And open up their farm they did. Kendall and Tammy Culp of Rensselaer in Jasper County hosted nearly 200 Thursday night who learned about crops and technology on a modern farm and then dined on Jasper County food. Culp told HAT the idea has been simmering for years but it materialized after a challenge earlier this year.
“Actually at Commodity Classic in San Antonio one of the speakers challenged the participants there at that conference to step out of their comfort zone and open things up and let people see what you do first hand on your farm, how you produce your animals, how you raise your crops. Another part is we wanted to dispel some of the myths about GMO’s and we want to highlight technology that’s being used on our farm today. The third thing is we wanted to talk about the impact agriculture has to Jasper County’s economy.”
The impact is significant, especially given Jasper County’s ranking as number one in Indiana in value of agricultural products.
Neighbors and local business and elected leaders were on the farm and learned about modern farming at 3 separate stations, including crops and technology. Culp even had his brother travel up from the University of Kentucky. Dr. Ken Culp explained animal care and hog and cattle feed rations.
Indiana District 5 State Senator Ed Charbonneau from Valparaiso enjoyed what he said was a very valuable evening.
“You can never learn enough about agriculture and what’s going on, and no matter how much you think you know, there’s a lot more unless you’re running a farm day to day yourself that you just don’t think about. This has been a tremendous learning experience for me, and I own a farm. I just can’t imagine how significant these kinds of events are for the agricultural industry to educate the general public about their business.”
Charbonneau is the chair of the Environmental Affairs Committee.
Adam Barten from the nearby IBEC ethanol plant was at the crops station to provide more detailed information about ethanol production and its co-products.
“An event such as this where you not only have farmers but also important members of the local community, it’s great to go more in detail. Everybody has a general idea what ethanol is and what it’s used for, but it’s great to be able to explain in depth the co-products of ethanol and the benefits it provides for the community as far as tax money and jobs and revenue.
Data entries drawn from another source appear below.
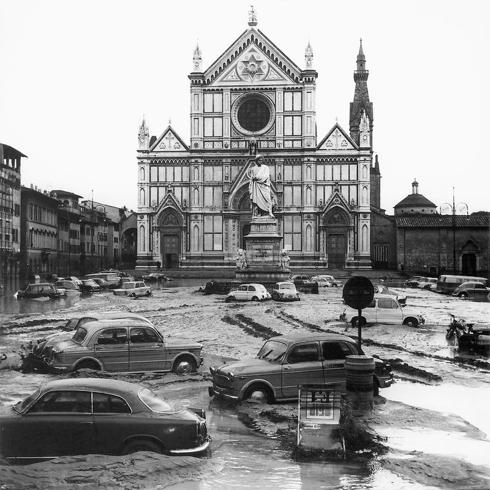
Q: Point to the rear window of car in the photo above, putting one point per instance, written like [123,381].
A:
[79,335]
[153,402]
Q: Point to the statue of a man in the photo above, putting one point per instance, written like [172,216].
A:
[260,188]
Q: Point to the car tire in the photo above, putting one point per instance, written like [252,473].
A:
[355,321]
[258,394]
[411,322]
[141,445]
[87,364]
[184,365]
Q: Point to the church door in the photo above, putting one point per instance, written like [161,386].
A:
[336,250]
[170,251]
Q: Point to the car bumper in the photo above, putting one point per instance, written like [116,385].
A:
[192,450]
[221,393]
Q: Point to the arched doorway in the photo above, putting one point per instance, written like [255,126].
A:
[170,239]
[337,228]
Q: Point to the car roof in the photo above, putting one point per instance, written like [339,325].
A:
[310,337]
[104,384]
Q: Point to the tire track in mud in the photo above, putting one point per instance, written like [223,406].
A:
[250,326]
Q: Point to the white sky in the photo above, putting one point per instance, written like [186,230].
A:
[77,76]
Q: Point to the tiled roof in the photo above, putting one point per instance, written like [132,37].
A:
[415,200]
[481,219]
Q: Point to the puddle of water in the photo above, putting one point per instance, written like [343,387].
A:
[469,403]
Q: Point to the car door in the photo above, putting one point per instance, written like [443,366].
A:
[113,422]
[146,350]
[111,348]
[389,312]
[334,354]
[59,423]
[302,365]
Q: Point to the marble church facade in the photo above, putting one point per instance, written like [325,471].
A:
[193,203]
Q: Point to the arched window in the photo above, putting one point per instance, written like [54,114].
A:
[195,238]
[309,238]
[142,238]
[364,238]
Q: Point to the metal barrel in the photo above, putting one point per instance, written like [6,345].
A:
[359,372]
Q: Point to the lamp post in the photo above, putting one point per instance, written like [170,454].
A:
[452,208]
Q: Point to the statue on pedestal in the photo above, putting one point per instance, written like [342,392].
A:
[260,188]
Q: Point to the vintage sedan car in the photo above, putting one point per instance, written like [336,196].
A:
[133,289]
[326,281]
[122,345]
[71,417]
[287,361]
[284,291]
[248,292]
[472,290]
[39,290]
[90,286]
[383,309]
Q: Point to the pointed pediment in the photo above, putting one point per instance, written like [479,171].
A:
[337,139]
[169,141]
[253,59]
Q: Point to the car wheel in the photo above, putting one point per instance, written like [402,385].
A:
[141,445]
[184,365]
[258,394]
[411,322]
[356,321]
[87,365]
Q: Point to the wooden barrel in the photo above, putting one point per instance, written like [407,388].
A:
[359,372]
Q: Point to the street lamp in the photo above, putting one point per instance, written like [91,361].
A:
[461,207]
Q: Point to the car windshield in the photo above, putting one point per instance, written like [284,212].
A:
[153,402]
[22,405]
[272,350]
[79,335]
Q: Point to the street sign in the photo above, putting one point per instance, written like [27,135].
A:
[358,292]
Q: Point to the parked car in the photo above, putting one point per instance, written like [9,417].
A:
[90,286]
[305,283]
[98,416]
[155,276]
[447,283]
[472,290]
[68,286]
[284,291]
[127,344]
[220,287]
[287,361]
[382,289]
[384,309]
[248,292]
[39,290]
[133,289]
[325,281]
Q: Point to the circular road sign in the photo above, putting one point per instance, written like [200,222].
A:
[358,292]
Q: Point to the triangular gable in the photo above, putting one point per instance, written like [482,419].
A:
[169,141]
[253,67]
[234,64]
[337,139]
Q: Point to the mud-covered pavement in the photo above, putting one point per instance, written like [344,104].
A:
[433,426]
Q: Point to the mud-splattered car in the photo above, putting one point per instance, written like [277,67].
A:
[98,416]
[121,345]
[285,362]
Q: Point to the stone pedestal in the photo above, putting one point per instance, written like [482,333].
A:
[263,253]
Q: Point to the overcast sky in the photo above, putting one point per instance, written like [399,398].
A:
[77,77]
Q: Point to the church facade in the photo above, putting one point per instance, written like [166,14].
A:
[193,201]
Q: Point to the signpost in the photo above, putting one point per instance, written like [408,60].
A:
[358,293]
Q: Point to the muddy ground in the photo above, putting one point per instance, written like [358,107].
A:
[431,426]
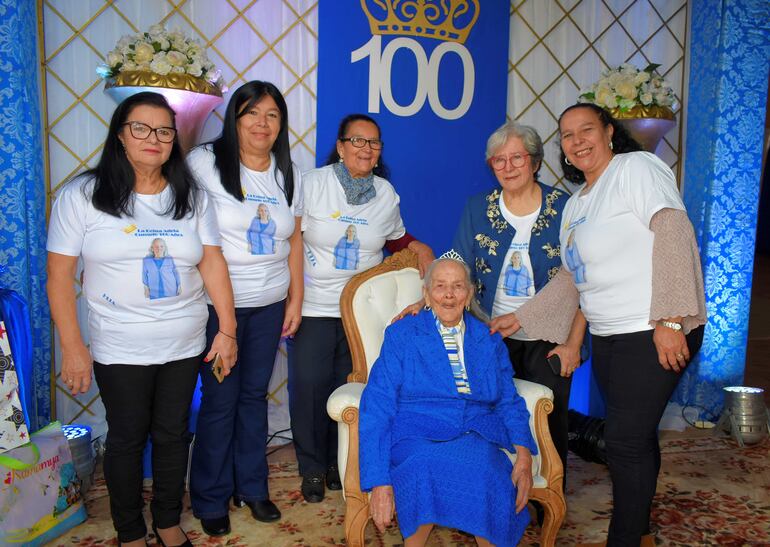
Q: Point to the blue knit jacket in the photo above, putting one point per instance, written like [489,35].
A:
[411,392]
[484,236]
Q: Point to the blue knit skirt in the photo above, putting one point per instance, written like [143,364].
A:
[464,483]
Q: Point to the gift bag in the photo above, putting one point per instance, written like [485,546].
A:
[13,428]
[39,491]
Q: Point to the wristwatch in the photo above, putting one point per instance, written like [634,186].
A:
[672,325]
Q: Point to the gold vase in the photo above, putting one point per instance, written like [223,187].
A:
[646,124]
[193,99]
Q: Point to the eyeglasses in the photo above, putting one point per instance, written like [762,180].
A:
[142,131]
[360,142]
[498,163]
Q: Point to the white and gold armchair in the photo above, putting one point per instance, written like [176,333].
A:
[368,303]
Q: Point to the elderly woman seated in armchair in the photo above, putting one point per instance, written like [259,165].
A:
[439,404]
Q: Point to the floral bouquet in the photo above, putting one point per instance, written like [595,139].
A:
[161,52]
[626,87]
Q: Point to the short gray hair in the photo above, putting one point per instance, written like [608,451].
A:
[433,265]
[533,144]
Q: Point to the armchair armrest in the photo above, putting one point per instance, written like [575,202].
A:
[346,396]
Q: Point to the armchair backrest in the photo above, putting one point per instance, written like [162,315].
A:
[369,302]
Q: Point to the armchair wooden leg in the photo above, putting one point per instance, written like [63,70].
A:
[356,517]
[554,510]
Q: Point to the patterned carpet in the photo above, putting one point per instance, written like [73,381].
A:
[709,493]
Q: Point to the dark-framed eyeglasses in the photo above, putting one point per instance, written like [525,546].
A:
[360,142]
[142,131]
[498,163]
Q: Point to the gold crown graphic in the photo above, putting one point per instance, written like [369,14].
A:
[449,20]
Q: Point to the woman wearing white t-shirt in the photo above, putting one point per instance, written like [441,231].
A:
[634,262]
[351,213]
[146,327]
[257,194]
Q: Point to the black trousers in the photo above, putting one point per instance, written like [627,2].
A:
[636,389]
[139,401]
[319,362]
[528,359]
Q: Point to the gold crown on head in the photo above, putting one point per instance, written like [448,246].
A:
[427,18]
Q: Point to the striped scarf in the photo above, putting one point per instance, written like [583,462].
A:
[449,337]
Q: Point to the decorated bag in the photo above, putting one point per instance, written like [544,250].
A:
[39,491]
[13,428]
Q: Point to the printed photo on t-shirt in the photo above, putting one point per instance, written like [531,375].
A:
[261,232]
[573,260]
[159,274]
[518,278]
[346,250]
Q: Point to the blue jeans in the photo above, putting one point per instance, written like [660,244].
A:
[229,452]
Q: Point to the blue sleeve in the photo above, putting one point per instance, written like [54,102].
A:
[377,409]
[463,240]
[511,406]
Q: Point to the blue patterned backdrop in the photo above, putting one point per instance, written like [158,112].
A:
[22,192]
[729,55]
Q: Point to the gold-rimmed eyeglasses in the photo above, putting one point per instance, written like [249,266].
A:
[360,142]
[142,131]
[498,163]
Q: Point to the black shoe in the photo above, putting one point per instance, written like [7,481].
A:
[186,543]
[313,488]
[216,527]
[263,510]
[333,478]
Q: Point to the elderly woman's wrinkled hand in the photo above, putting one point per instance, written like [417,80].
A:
[569,356]
[412,309]
[522,477]
[504,324]
[673,352]
[227,349]
[76,368]
[424,256]
[382,506]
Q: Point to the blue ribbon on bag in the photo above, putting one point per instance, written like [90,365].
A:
[14,313]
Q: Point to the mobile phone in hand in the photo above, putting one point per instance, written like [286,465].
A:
[554,361]
[218,369]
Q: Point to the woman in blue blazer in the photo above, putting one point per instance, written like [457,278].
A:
[439,405]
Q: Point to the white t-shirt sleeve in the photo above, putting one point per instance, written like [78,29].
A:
[298,200]
[648,185]
[67,227]
[208,229]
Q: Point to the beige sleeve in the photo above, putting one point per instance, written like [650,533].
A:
[549,314]
[677,279]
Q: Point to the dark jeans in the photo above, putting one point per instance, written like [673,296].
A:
[231,433]
[319,362]
[636,389]
[149,400]
[528,359]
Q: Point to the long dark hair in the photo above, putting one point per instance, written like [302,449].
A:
[622,141]
[381,169]
[114,177]
[227,155]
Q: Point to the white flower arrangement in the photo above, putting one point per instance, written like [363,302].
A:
[626,87]
[161,52]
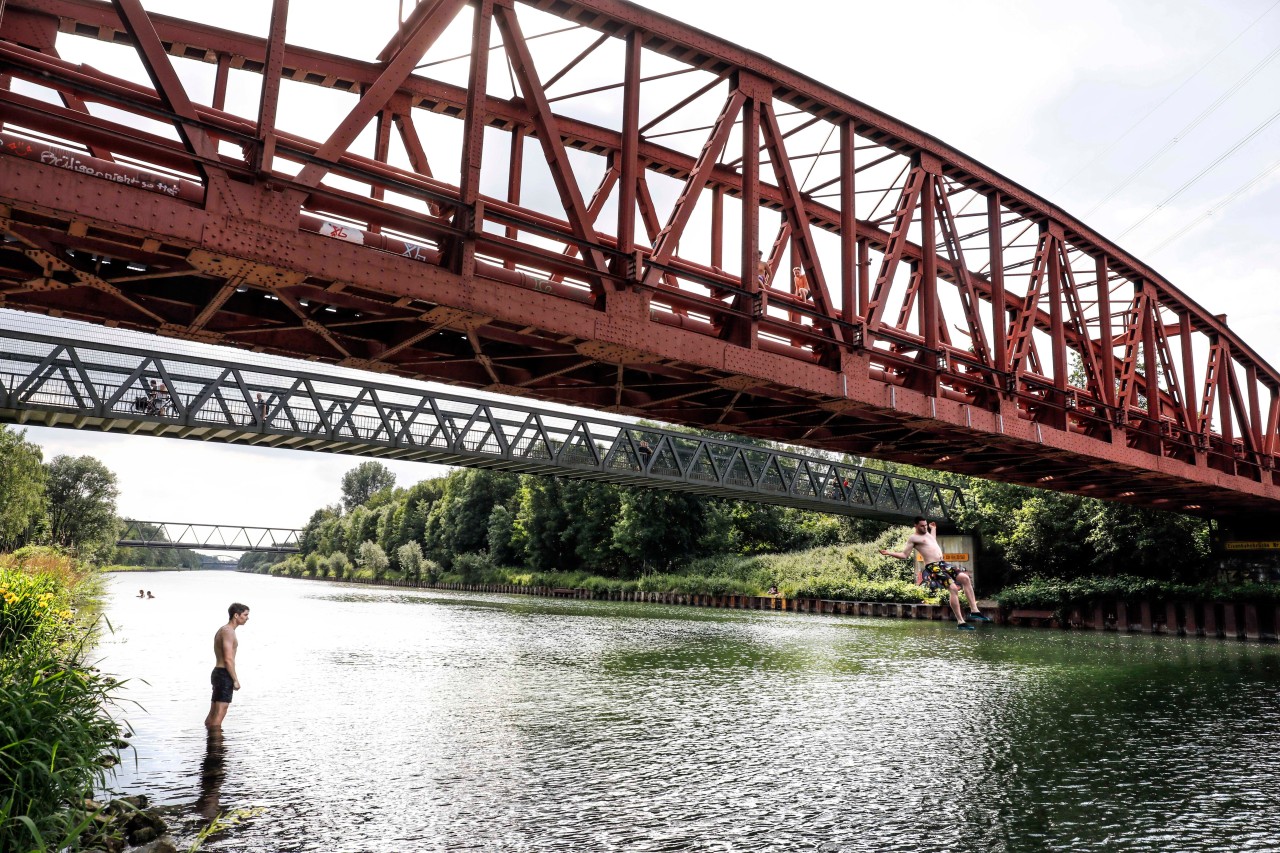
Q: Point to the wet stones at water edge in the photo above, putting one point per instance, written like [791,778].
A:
[126,825]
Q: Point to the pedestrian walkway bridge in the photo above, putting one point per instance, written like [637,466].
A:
[208,537]
[59,382]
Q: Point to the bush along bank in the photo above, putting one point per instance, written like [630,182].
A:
[837,573]
[58,738]
[1248,611]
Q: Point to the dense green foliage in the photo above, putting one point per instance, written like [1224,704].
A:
[69,502]
[22,489]
[1060,596]
[472,520]
[361,483]
[82,495]
[54,733]
[1032,533]
[470,523]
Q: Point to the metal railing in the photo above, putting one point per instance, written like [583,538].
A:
[81,384]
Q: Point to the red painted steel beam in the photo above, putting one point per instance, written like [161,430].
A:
[800,413]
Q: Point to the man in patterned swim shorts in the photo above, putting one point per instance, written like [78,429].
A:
[937,573]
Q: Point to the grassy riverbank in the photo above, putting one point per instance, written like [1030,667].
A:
[1061,596]
[839,571]
[55,735]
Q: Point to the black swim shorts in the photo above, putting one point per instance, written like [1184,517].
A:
[940,575]
[223,684]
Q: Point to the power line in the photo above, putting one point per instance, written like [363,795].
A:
[1216,208]
[1191,126]
[1203,172]
[1165,100]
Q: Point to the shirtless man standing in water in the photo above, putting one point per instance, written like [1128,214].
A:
[224,665]
[938,573]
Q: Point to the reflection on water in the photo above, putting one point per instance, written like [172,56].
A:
[391,720]
[213,771]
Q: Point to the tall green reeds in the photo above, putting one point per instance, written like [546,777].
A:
[54,728]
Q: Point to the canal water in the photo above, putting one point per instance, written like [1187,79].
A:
[410,720]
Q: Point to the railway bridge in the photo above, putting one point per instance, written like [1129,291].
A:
[593,204]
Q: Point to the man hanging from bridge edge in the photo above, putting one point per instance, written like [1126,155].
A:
[937,573]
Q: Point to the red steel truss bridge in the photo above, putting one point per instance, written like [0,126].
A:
[56,382]
[210,537]
[567,200]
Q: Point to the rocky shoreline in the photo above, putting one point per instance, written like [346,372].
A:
[127,825]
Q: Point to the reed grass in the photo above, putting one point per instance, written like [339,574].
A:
[56,738]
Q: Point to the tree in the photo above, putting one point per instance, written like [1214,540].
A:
[82,495]
[364,482]
[338,565]
[373,559]
[658,529]
[410,557]
[22,489]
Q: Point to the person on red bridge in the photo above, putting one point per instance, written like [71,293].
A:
[938,573]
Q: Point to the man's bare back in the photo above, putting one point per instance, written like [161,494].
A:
[224,637]
[224,679]
[924,542]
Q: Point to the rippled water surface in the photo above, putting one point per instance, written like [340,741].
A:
[392,720]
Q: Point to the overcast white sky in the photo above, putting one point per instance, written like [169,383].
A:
[1100,106]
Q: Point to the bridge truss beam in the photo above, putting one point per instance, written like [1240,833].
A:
[942,315]
[208,537]
[92,386]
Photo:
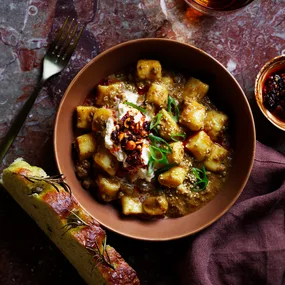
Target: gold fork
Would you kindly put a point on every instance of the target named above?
(55, 60)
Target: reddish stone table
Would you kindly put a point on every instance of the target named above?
(242, 41)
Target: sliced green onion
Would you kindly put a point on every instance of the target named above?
(202, 179)
(175, 137)
(136, 107)
(173, 108)
(164, 168)
(155, 121)
(158, 140)
(158, 155)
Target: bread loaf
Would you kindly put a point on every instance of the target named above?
(79, 237)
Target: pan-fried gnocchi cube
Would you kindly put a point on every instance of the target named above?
(131, 205)
(158, 95)
(155, 206)
(193, 115)
(168, 126)
(85, 116)
(177, 154)
(173, 177)
(167, 81)
(106, 161)
(86, 146)
(149, 69)
(195, 89)
(100, 118)
(200, 145)
(216, 161)
(108, 187)
(215, 123)
(106, 95)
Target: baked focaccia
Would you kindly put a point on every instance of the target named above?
(79, 237)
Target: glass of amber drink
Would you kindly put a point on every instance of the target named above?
(217, 7)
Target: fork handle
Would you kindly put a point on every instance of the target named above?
(19, 121)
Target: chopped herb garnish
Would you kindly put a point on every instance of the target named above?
(177, 137)
(173, 109)
(202, 179)
(164, 168)
(155, 121)
(161, 143)
(136, 107)
(158, 154)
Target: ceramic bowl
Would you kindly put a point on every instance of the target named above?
(273, 65)
(227, 95)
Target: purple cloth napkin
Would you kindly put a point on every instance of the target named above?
(247, 245)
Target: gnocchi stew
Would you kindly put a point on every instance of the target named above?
(152, 142)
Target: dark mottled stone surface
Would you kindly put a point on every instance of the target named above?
(242, 41)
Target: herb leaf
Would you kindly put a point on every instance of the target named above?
(173, 108)
(202, 179)
(136, 107)
(158, 155)
(175, 137)
(164, 168)
(150, 166)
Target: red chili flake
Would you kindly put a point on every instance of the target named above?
(142, 90)
(274, 93)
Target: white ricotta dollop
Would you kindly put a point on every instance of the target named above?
(124, 109)
(130, 97)
(109, 144)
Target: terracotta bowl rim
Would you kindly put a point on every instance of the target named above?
(245, 179)
(265, 69)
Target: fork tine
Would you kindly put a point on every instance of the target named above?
(72, 46)
(58, 35)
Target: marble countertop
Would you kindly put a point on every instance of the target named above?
(242, 41)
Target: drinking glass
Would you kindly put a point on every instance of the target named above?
(217, 7)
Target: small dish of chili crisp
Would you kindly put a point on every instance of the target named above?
(270, 91)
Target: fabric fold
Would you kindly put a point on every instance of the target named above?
(247, 245)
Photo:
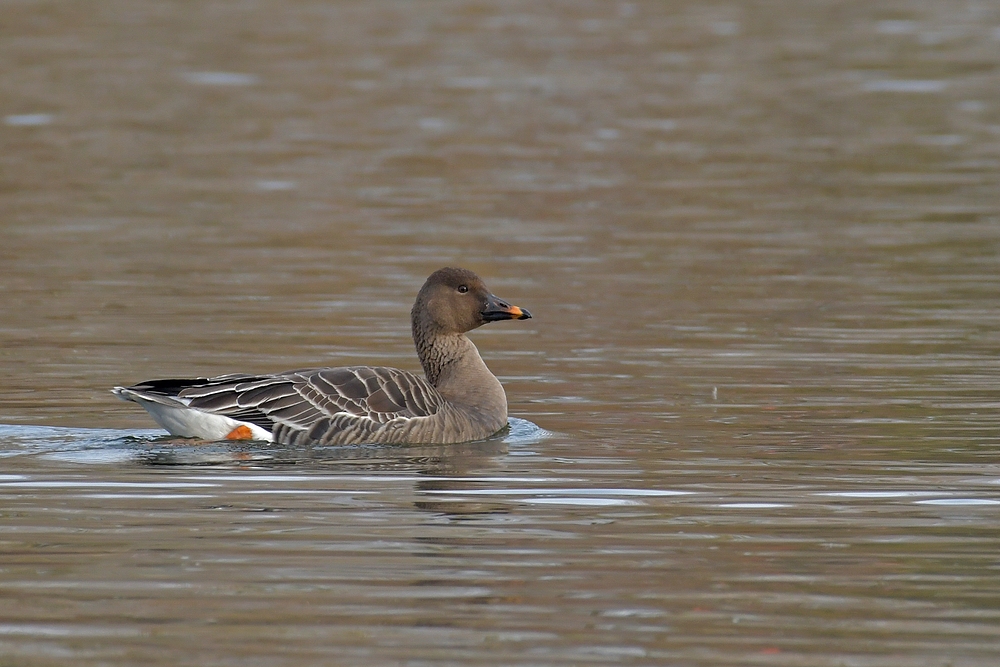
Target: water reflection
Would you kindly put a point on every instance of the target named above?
(761, 247)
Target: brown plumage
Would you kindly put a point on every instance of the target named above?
(458, 400)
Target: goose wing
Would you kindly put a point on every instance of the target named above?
(302, 400)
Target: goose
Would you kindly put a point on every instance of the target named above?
(457, 400)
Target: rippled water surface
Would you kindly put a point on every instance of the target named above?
(755, 419)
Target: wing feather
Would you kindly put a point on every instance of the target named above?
(315, 404)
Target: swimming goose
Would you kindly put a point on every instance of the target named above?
(458, 400)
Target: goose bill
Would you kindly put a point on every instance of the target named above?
(498, 309)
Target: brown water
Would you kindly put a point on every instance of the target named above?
(756, 416)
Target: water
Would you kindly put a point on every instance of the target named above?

All of our corn is locally purchased. So it’s great to be around people who may not realize everything that goes on there.”
Culp said the idea started out as a family project but was expanded once the Indiana Soybean Alliance came on board as a sponsor and designated the Culp event as the prototype for several future events around the state. Applause at the end of the event, which was not polite but enthusiastic, suggests this prototype was a solid model for future hosts.